Given that data security and privacy concerns have been an inhibitor during the early stages of cloud adoption, it is somewhat ironic that the continued spate of high-profile customer data breaches is likely to push more enterprises toward cloud services.
For Tim Jennings, Research Analyst, Ovum, it is also an indicator of the increasing maturity of the cloud environment.
“Where problems arise the main issue is not necessarily the fact that the breach has occurred, because some degree of vulnerability will always exist, but the way that the organisations concerned react,” Jennings says.
“Many have been like rabbits caught in the headlights, seemingly having little insight into the root cause of the failure, the extent of the consequences, or the actions required for remediation.”
According to Jennings, modern cloud providers have invested large sums of money into end-to-end security, covering the physical security of the data centre and encryption of customer data through to highly automated patching and sophisticated security intelligence.
“It is unrealistic to expect even very large enterprises to replicate this environment,” he adds.

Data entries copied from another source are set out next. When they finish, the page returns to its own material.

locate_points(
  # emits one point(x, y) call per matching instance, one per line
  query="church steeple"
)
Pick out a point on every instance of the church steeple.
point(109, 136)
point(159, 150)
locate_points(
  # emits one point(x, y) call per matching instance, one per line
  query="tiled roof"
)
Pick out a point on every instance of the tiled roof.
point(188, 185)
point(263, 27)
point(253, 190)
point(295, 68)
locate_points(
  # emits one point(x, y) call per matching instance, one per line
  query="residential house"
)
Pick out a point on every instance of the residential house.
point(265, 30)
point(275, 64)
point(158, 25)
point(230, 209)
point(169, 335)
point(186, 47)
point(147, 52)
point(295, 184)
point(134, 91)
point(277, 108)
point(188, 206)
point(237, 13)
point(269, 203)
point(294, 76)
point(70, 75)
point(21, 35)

“One can envisage, therefore, pointed conversations within boardrooms as CIOs and chief security officers are questioned about the likelihood of their organisations being the next to suffer reputational damage through the exposure of customer data.”

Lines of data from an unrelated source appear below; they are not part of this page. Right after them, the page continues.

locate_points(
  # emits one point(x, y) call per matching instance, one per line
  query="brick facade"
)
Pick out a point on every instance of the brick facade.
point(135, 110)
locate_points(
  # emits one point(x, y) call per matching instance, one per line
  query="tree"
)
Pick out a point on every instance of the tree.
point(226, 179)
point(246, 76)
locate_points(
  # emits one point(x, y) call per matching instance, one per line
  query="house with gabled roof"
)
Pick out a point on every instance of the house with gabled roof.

As a result, Jennings believes that many organisations will conclude that using the expertise of a third party is a more reliable approach than depending on in-house resources.
“This does not necessarily mean adopting a public cloud environment,” Jennings qualities.
“It may be that enterprises prefer to use either an on-premise or virtual private cloud, while still taking advantage of a specialist provider’s management and security capabilities.
“Nor does it mean that the responsibility for security and customer data passes away from the enterprise - even though the delivery of these capabilities is in the hands of the third party, governance and control must be retained in-house.”